Indian Journal of Otology 2021 27(3):144-147

Background: Waardenburg syndrome (WS) is an autosomal dominant inherited genetic condition that manifests with sensorineural deafness and pigmentation defects of the skin, hair, and iris. This genetically and clinically heterogeneous disease accounts for 2% of the congenitally deaf population. Objectives: The aim of our study is to determine epidemiological and clinical characteristics of this group to improve the management, especially for the hearing impairment. Methods: Seven cases were diagnosed during the examination of children with suspected congenital deafness.

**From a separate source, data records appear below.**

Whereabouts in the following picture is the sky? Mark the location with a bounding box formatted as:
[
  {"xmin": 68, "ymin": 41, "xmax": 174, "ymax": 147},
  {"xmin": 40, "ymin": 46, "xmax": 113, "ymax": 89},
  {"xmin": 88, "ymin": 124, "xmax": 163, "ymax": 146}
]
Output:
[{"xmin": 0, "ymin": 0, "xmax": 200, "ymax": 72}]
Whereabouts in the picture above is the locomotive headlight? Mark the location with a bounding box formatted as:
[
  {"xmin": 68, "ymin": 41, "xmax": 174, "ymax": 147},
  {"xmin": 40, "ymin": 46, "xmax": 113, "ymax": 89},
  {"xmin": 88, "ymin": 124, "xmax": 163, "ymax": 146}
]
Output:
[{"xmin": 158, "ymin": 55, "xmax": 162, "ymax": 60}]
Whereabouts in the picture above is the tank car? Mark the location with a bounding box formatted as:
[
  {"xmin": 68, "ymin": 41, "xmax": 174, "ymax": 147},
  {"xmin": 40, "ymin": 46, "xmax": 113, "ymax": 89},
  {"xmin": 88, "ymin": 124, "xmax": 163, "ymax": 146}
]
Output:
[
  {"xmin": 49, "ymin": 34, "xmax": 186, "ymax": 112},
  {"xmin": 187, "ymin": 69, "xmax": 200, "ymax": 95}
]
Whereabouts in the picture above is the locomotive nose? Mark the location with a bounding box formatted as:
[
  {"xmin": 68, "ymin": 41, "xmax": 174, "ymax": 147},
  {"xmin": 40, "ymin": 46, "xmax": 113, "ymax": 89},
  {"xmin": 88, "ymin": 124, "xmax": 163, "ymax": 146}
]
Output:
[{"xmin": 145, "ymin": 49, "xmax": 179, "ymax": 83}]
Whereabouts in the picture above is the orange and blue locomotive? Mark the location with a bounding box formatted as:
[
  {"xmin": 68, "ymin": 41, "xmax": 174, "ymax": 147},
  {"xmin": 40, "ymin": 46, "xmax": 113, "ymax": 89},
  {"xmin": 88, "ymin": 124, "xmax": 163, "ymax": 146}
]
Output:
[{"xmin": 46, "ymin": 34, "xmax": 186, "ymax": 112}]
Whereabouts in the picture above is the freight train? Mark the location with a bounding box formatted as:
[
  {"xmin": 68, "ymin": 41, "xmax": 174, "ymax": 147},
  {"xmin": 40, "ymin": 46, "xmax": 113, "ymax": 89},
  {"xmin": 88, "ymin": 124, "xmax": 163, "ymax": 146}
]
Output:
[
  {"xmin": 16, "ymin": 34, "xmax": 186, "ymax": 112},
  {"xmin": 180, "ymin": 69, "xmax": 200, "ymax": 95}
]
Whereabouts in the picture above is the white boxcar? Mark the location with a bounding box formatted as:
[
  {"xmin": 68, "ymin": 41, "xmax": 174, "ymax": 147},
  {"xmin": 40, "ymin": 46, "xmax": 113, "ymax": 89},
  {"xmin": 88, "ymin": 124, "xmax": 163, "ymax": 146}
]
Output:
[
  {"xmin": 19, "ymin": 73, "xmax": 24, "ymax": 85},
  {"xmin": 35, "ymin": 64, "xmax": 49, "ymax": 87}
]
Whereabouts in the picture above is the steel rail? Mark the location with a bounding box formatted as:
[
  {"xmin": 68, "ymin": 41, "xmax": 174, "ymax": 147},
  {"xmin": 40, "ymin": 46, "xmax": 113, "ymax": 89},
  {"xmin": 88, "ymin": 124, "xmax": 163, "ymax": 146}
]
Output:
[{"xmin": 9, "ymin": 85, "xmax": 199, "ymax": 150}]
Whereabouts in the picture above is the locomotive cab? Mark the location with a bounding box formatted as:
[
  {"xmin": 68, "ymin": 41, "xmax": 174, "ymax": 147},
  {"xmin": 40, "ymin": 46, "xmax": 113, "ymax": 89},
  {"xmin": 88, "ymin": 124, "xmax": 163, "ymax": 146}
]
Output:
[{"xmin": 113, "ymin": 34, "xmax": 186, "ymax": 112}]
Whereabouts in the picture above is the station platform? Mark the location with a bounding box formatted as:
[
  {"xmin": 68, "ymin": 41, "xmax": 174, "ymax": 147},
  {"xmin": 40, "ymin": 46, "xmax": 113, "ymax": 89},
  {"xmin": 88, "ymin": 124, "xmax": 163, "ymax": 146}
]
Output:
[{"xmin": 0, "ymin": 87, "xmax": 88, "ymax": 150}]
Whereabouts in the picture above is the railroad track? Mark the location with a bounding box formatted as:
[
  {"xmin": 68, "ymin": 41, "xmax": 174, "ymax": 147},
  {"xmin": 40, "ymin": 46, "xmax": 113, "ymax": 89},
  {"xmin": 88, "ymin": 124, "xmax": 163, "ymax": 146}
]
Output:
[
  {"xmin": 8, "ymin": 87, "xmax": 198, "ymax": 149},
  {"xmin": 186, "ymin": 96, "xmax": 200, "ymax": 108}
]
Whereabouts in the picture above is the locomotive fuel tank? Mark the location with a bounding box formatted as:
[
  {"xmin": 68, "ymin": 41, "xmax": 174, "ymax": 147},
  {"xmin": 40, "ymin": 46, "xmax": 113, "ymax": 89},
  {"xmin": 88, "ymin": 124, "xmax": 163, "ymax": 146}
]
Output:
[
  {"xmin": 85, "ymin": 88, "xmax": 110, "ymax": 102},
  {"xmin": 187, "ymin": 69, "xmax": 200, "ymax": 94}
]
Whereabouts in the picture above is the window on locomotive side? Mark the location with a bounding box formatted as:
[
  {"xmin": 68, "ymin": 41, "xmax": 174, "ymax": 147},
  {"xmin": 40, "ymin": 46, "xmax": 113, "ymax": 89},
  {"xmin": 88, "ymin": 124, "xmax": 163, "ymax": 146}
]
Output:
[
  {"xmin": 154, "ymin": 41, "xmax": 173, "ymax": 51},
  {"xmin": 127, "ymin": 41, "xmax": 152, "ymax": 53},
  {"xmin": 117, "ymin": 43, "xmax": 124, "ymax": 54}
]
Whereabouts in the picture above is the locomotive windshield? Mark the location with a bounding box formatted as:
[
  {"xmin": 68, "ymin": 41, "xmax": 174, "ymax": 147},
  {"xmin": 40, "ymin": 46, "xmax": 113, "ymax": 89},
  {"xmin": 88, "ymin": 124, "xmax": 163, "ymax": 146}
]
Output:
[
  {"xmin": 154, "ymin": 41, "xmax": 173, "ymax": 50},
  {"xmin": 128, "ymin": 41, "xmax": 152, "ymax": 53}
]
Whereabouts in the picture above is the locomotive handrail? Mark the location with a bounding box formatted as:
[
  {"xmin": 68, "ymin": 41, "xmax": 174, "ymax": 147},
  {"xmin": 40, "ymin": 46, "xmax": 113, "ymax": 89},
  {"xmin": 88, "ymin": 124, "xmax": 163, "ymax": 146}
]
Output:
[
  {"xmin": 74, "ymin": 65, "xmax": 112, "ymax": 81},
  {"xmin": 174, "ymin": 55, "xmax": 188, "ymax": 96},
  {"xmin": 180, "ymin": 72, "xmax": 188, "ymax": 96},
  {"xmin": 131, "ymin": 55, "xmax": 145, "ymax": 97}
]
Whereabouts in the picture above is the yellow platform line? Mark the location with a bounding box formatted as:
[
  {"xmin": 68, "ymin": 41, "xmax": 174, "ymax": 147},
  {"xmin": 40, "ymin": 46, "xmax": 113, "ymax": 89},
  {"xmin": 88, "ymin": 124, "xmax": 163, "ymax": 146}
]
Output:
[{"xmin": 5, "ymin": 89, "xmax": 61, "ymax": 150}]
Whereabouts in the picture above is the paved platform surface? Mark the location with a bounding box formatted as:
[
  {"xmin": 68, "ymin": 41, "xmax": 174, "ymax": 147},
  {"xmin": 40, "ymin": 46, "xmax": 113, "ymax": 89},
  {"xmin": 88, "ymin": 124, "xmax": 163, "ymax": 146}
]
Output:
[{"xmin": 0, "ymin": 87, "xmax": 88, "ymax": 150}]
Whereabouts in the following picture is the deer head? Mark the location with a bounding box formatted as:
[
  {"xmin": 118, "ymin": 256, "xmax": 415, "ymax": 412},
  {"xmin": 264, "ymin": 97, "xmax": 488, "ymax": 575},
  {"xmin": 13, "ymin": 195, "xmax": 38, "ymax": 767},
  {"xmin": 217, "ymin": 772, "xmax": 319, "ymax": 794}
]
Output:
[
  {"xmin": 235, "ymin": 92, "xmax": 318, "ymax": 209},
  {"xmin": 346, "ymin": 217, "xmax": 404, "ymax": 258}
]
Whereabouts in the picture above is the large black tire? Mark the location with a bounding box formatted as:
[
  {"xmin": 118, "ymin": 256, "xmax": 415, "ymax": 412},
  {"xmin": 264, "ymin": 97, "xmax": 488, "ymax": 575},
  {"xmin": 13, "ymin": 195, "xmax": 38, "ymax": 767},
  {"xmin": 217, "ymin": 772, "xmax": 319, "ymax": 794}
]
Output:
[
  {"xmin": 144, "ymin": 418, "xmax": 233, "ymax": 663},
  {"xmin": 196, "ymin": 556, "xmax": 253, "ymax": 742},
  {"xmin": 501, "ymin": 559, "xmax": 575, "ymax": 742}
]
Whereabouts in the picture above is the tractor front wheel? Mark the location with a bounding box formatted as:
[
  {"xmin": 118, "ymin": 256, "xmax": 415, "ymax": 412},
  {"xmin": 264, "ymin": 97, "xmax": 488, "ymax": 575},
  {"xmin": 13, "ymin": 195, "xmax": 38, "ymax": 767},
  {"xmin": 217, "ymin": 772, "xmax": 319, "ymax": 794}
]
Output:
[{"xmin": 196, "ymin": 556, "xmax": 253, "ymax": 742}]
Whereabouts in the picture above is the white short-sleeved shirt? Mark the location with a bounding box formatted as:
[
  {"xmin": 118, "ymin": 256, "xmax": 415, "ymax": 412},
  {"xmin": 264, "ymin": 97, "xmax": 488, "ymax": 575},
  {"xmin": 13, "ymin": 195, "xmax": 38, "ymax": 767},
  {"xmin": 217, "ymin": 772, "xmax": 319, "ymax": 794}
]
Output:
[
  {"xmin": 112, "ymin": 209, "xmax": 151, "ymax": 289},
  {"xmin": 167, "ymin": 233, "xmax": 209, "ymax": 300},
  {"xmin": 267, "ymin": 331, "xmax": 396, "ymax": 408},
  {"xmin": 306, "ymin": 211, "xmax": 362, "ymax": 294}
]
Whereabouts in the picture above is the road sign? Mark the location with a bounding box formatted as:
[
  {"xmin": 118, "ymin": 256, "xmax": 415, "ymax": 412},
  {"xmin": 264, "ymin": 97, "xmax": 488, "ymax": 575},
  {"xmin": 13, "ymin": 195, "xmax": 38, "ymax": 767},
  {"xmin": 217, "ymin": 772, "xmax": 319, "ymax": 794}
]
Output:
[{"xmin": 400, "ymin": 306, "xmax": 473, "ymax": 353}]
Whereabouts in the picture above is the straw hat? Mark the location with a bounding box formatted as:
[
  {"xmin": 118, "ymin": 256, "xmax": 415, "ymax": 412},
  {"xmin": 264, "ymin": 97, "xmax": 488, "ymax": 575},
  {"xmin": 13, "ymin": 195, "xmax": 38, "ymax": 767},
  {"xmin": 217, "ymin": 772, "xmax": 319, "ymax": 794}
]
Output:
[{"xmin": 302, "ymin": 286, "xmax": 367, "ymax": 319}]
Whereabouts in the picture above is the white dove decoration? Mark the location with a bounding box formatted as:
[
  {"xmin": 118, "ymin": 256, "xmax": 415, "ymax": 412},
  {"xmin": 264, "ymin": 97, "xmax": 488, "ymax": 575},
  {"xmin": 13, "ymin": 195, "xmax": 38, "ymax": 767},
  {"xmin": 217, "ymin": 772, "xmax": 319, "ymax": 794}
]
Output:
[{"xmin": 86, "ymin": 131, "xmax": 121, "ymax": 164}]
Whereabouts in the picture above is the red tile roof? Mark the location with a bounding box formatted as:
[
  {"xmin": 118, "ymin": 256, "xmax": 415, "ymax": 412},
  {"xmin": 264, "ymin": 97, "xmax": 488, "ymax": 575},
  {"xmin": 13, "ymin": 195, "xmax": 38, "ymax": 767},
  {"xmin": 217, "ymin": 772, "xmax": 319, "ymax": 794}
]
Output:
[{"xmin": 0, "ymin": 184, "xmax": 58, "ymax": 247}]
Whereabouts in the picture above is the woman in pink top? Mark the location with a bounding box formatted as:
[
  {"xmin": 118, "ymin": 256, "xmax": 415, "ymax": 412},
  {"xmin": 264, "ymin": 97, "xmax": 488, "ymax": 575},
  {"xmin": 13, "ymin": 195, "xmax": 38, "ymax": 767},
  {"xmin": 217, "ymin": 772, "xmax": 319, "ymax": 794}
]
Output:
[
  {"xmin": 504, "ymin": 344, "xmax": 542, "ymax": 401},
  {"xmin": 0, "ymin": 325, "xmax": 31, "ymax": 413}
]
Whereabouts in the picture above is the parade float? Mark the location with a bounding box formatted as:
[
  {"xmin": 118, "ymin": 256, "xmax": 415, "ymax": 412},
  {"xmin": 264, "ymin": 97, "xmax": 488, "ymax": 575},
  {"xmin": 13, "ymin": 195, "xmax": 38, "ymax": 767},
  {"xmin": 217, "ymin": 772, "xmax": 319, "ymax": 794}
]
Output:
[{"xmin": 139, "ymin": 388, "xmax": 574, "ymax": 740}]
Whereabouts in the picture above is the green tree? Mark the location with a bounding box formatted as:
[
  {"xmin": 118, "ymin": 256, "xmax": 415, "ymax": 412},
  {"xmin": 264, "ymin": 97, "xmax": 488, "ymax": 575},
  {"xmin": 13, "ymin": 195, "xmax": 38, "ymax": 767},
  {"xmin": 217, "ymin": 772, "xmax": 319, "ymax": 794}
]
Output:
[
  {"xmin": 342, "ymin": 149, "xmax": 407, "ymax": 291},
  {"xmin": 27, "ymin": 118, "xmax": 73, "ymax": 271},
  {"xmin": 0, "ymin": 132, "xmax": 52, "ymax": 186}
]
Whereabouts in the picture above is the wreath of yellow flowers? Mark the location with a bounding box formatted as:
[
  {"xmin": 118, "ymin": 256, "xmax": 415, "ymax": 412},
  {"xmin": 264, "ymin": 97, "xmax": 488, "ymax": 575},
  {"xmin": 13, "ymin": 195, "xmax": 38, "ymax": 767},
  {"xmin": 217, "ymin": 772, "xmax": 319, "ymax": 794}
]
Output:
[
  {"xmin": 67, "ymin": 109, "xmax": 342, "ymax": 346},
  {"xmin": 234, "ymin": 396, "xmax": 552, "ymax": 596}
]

Results: The age of our children ranged from 1.3 to 5 years, with a median age of 3.6 years, with female predominance; no consanguineous marriage and fetal or perinatal history have been reported; there was family history of premature greying in four cases and deafness in two cases. Two patients had WS Type 1 with a dystopia canthorum, while four cases had WS Type 2. There was one patient with Waardenburg Klein or Shah syndrome. The otoscopy was normal in all children. Evoked auditory potentials, otoacoustic emissions, and tonal audiometry were performed; they had shown a congenital, sensorineural bilateral, and profound hearing loss >100 dB in all cases. All children had received a cochlear implantation followed by speech reeducation. A genetic consultation was carried out for all our children. Conclusion: WS is a relatively common genetic cause of sensorineural hearing loss. Early diagnosis and improvement of hearing impairment are most important for psychological and intellectual development of the children with WS.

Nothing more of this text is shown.